Language model Docker API

Each language model in the LM Zoo is a Docker container which provides various binaries for running and probing the internal model. This document specifies the exact API for accessing and using these language models.

Language model binaries

Each container makes available the following binaries, which communicate via stdout and stderr with the host:

spec

Arguments

None

stdout

Description of language model and relevant metadata

stdout format

JSON

stderr

None

The spec binary outputs relevant metadata describing the language model image:

schema

type

object

properties

  • image

type

object

properties

  • datetime

type

string

format

datetime

  • supported_features

type

object

properties

  • tokenize

type

boolean

  • unkify

type

boolean

  • get_surprisals

type

boolean

  • get_predictions

type

boolean

  • gpu

type

object

properties

  • required

type

boolean

  • supported

type

boolean

  • maintainer

type

string

format

email

  • version

type

string

  • checksum

type

string

  • size

type

integer

  • max_memory

type

integer

  • max_gpu_memory

type

integer

  • name

type

string

  • ref_url

type

string

format

uri

  • vocabulary

type

object

properties

  • items

type

array

items

type

string

  • prefix_types

type

array

items

type

string

  • special_types

type

array

items

type

string

  • suffix_types

type

array

items

type

string

  • unk_types

type

array

items

type

string

  • tokenizer

type

object

properties

  • cased

type

boolean

  • type

enum

word, subword, character

  • sentinel_pattern

type

string

  • sentinel_position

type

string

  • drop_token_pattern

type

string / null

get_predictions.hdf5

Arguments
  1. Path to a natural-language input text file, not pre-tokenized or unkified; one sentence per line

  2. Path to which HDF5 prediction data should be written

stdout

Not specified

stderr

Not specified

Extract word-level predictive distributions \(\log p(w_i \mid w_1, \dots, w_{i-1})\) for each word of each sentence. Writes results in HDF5 format as a collection of matrices, along with prediction vocabulary metadata. The HDF5 file should have the following groups:

/sentence/<i>/predictions: N_tokens_i * N_vocabulary array of
   log-probabilities (rows are log-probability distributions)
/sentence/<i>/tokens: sequence of integer token IDs corresponding to
   indices in ``/vocabulary``
/vocabulary: byte-encoded string array of vocabulary items (decode with
   ``numpy.char.decode(vocabulary, "utf-8")``)

where i is zero-indexed.

get_surprisals

Arguments
  1. Path to a natural-language input text file, not pre-tokenized or unkified; one sentence per line

stdout

Per-word surprisal values

stdout format

TSV

stderr

Not specified

The output of get_surprisals is a tab-separated file with the following columns (including headings on the first line):

get_surprisals output format

type

object

properties

  • sentence_id

Index of current sentence within input sentence file (1-indexed)

type

integer

  • token_id

Index of current token within sentence (1-indexed)

type

integer

  • token

Content of current token

type

string

  • surprisal

Model surprisal at current token (base 2)

type

number

tokenize

Arguments
  1. Path to a natural-language input text file, not pre-tokenized or unkified; one sentence per line

stdout

Tokenized text, one sentence per line

stdout format

plain text

stderr

Not specified

The following constraints must hold on the output of tokenize:

  1. All tokens (when splitting on whitespace) are elements of the language model’s vocabulary, as given in vocabulary.items of the language model specification (see spec).
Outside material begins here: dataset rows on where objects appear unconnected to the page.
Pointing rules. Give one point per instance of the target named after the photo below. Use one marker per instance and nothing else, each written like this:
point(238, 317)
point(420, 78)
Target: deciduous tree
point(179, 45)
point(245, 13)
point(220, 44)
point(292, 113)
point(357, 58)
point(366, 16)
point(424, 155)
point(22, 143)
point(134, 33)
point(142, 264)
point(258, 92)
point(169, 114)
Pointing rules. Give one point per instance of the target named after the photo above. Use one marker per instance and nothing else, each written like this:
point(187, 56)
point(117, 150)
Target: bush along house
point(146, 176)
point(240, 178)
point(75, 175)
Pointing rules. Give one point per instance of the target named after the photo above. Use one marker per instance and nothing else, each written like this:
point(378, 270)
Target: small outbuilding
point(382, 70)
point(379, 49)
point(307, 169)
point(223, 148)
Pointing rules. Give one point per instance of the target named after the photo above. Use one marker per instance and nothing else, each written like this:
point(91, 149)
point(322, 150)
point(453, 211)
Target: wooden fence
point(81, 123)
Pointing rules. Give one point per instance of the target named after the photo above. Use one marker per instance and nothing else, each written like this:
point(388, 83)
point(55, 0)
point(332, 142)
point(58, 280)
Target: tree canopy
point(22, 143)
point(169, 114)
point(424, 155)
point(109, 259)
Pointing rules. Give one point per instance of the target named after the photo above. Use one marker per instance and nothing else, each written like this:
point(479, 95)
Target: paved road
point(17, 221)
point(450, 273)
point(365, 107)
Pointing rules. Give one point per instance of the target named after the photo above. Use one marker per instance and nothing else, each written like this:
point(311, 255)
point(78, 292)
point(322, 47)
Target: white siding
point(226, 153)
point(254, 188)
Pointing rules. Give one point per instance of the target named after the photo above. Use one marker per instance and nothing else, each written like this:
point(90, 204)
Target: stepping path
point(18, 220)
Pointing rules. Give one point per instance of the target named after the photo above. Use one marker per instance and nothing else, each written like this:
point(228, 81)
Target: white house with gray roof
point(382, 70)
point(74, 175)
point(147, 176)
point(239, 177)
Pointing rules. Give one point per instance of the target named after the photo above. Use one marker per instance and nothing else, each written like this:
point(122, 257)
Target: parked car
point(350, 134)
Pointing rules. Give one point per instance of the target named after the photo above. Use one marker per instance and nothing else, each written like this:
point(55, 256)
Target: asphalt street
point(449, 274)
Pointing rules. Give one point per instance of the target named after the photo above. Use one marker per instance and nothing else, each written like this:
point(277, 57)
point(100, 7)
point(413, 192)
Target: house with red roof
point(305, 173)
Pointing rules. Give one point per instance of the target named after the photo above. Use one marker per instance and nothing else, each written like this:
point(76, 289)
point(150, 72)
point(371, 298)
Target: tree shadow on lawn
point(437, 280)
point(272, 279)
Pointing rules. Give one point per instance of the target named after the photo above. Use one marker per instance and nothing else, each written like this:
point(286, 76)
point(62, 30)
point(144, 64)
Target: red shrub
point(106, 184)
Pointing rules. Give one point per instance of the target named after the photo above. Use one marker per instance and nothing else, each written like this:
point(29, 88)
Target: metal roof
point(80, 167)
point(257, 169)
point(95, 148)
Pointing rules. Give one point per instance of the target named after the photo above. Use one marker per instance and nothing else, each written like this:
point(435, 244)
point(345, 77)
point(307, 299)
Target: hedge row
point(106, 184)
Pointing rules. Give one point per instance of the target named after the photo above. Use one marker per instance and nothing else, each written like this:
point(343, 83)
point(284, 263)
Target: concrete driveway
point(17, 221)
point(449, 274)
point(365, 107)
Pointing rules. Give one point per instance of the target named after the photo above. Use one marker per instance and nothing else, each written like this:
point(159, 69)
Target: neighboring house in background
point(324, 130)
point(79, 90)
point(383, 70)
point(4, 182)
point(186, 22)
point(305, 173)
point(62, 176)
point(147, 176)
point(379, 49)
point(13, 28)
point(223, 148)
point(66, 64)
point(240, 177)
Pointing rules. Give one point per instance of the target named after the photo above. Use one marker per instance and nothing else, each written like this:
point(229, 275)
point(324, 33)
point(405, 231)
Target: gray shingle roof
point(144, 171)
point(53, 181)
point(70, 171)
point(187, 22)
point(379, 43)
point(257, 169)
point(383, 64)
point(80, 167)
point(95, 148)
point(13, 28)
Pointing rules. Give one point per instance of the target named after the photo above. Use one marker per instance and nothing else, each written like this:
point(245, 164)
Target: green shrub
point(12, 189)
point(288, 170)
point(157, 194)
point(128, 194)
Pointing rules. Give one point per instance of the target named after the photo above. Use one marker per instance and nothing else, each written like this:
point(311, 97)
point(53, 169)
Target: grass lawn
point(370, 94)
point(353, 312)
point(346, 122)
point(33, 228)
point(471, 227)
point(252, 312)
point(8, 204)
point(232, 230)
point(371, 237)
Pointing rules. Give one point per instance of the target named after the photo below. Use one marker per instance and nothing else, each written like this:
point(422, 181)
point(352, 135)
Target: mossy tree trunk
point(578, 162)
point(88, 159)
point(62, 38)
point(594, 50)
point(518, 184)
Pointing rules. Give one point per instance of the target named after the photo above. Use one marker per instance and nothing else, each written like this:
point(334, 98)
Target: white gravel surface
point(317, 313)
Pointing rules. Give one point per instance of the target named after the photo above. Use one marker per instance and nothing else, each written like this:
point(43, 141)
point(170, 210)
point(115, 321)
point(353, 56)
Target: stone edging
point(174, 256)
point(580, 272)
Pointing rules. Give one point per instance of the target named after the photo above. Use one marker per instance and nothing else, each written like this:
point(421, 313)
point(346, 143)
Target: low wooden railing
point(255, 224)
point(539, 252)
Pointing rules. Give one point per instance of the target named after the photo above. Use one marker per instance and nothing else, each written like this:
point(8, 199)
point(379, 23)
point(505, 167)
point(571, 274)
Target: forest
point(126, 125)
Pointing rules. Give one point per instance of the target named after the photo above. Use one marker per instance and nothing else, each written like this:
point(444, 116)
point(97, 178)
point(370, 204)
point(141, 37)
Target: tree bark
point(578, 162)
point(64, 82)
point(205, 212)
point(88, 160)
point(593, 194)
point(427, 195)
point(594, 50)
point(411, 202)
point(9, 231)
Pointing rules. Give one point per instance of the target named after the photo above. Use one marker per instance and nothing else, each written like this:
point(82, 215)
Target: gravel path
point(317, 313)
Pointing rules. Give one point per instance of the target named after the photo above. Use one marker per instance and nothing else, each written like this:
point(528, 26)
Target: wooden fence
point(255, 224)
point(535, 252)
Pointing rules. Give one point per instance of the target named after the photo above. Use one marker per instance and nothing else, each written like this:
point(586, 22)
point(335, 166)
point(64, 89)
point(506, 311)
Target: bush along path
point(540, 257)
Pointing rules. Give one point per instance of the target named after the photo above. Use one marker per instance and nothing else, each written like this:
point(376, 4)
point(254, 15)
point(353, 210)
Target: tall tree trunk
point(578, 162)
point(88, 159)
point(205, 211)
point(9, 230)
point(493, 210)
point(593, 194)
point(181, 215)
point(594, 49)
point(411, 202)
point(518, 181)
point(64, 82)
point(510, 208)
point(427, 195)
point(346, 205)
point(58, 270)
  2. If the model produces UNK tokens, all the UNK tokens must be part of the declared vocabulary.unk_types list of the language model specification (see spec).
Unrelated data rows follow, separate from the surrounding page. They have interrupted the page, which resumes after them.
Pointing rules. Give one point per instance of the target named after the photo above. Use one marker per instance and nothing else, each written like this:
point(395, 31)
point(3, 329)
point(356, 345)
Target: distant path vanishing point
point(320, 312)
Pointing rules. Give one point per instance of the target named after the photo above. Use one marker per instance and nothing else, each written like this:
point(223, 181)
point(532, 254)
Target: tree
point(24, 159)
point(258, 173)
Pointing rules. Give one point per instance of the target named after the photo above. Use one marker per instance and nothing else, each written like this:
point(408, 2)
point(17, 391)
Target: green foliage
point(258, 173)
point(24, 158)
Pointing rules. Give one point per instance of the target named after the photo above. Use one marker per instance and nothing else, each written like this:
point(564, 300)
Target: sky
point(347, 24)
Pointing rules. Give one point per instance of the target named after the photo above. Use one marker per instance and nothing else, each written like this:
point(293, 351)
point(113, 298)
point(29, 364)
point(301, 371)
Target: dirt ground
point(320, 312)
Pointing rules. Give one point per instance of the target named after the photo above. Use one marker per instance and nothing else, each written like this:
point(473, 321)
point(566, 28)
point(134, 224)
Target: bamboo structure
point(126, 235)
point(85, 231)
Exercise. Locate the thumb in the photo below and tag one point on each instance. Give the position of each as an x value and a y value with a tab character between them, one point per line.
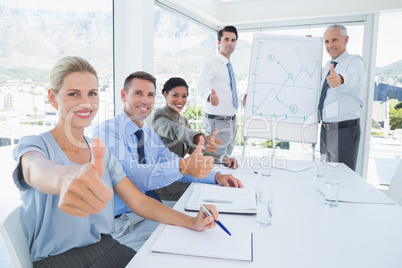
200	145
215	132
98	153
332	69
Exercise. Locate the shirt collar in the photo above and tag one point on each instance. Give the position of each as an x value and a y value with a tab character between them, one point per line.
222	58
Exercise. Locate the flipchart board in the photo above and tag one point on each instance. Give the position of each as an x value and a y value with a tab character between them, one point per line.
283	88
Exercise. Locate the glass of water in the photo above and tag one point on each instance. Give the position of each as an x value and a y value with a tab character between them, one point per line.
320	165
332	183
265	166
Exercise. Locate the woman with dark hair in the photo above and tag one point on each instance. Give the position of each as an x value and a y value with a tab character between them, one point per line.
177	135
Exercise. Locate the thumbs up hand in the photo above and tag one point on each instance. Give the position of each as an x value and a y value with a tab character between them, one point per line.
213	98
82	191
196	164
334	79
211	142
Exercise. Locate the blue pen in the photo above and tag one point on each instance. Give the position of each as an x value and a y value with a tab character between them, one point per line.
209	214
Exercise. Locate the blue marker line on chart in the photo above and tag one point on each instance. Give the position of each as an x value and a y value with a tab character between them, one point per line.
290	79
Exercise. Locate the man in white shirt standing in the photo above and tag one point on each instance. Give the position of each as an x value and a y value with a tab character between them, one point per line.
217	89
343	82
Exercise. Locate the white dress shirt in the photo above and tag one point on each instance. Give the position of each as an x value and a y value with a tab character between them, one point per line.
215	75
345	102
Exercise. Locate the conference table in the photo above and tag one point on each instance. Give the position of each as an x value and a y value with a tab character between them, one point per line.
304	232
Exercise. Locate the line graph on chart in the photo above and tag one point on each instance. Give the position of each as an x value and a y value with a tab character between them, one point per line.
283	80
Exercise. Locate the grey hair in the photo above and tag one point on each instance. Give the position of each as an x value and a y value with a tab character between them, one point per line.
341	28
66	66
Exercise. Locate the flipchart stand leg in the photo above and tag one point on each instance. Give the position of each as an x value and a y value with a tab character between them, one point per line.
244	146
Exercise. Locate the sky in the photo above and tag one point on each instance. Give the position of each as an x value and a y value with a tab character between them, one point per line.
389	35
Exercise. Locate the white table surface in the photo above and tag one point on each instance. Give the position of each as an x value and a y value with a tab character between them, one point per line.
304	232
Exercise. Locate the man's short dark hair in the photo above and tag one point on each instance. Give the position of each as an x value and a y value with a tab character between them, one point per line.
231	29
139	75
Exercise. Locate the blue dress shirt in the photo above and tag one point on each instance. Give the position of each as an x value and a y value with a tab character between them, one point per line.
162	166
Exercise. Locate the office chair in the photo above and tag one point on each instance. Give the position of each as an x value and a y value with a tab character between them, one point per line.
14	238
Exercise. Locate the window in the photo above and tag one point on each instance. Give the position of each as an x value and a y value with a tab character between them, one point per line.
34	34
386	138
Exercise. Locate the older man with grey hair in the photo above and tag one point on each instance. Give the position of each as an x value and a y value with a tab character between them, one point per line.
340	105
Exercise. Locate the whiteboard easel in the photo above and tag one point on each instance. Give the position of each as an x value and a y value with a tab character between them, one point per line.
283	89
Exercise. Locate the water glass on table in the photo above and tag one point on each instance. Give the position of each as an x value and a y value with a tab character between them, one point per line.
265	166
320	165
332	183
265	201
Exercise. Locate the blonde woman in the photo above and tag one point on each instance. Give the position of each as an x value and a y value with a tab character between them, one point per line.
67	182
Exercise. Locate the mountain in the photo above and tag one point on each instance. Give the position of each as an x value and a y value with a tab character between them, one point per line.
37	38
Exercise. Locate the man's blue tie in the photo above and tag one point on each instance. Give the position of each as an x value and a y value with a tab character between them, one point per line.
142	160
324	91
233	85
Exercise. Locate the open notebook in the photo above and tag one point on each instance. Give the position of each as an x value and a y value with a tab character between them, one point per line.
226	199
213	243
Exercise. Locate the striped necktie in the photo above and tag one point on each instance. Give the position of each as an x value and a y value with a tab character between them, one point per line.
233	85
142	160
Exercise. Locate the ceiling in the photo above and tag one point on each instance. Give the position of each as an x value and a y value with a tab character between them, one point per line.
246	13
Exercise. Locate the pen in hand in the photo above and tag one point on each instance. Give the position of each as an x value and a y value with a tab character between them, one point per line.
209	214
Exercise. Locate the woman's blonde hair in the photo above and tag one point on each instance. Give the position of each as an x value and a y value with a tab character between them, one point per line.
66	66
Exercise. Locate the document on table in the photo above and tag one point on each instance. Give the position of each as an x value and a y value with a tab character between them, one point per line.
370	196
213	243
226	199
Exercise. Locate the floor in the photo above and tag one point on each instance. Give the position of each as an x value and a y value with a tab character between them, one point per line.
385	155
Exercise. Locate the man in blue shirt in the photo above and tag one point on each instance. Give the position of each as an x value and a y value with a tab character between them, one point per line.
159	167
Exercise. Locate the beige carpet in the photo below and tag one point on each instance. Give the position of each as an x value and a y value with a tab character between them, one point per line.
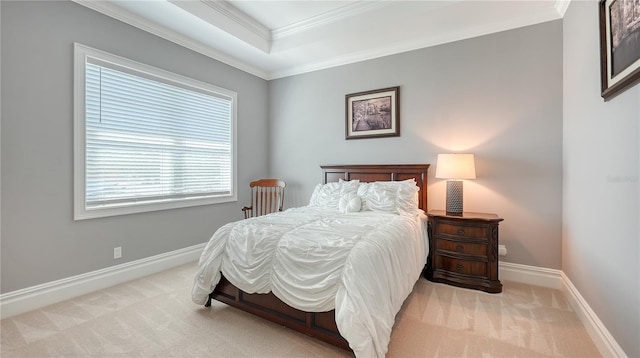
154	317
  3. The model may prepend/insert/append sentence boundary tokens and other special tokens, so long as they are members of the relevant special type lists declared in the language model specification (see vocabulary.prefix_types, vocabulary.suffix_types, and vocabulary.special_types in spec).

unkify

Arguments
  1. Path to a natural-language input text file, not pre-tokenized or unkified; one sentence per line

stdout

Sequence of mask values, one sentence per line (0 if the corresponding token is known by the model, and 1 otherwise)

stdout format

plain text

stderr

Not specified

The following constraints must hold on the output of unkify:

  1. Each line is composed only of 0 and 1 values separated by spaces.

  2. Each line corresponds to a sentence line as output by tokenize, with exactly the same number of tokens (when splitting on whitespace).
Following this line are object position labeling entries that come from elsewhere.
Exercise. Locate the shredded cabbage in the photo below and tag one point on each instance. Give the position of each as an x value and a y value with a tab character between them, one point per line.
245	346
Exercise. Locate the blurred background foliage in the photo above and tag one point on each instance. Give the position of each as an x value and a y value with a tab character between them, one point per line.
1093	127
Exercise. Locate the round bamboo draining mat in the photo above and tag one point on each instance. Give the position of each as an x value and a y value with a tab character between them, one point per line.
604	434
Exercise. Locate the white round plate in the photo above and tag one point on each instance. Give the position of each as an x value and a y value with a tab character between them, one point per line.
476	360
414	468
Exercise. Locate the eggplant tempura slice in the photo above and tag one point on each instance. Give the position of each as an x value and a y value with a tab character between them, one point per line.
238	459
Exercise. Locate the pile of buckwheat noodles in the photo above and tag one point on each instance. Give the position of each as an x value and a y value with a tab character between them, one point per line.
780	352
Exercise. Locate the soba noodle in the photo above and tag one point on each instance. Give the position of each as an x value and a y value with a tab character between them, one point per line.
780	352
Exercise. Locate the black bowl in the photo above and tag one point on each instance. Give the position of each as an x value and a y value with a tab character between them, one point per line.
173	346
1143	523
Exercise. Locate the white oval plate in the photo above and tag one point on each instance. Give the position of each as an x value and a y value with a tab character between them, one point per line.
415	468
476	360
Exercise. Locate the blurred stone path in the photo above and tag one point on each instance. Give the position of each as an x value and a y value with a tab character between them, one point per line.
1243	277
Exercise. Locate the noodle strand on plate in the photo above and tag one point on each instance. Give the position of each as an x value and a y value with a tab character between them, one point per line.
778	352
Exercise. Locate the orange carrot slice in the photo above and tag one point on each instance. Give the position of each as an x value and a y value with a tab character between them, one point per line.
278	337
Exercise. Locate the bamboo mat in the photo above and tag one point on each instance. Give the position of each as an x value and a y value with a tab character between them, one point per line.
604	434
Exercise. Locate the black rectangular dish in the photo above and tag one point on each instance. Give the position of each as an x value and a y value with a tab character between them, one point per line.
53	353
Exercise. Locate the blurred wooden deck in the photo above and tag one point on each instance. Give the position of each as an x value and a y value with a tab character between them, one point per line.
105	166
Building models with partial feature support

Not all models in the LM Zoo need support all of the above interfaces. For example, some models do not support the get_predictions.hdf5 command at the moment. Models explicitly mark which features they do and do not support. To do this in your own model, do the following:

  1. Set a false value for the relevant feature under the supported_features key of your model’s spec (see spec).

  2. Define a dummy binary with the relevant feature’s name which simply exits with a status code 99. This status code will be interpreted by the LM Zoo wrapper API and CLI tools to indicate that the requested feature is not supported.

    You can pull in the shared script shared/unsupported to do this for you. See an example in the Dockerfile for the RNNG model, which does not support get_predictions.hdf5.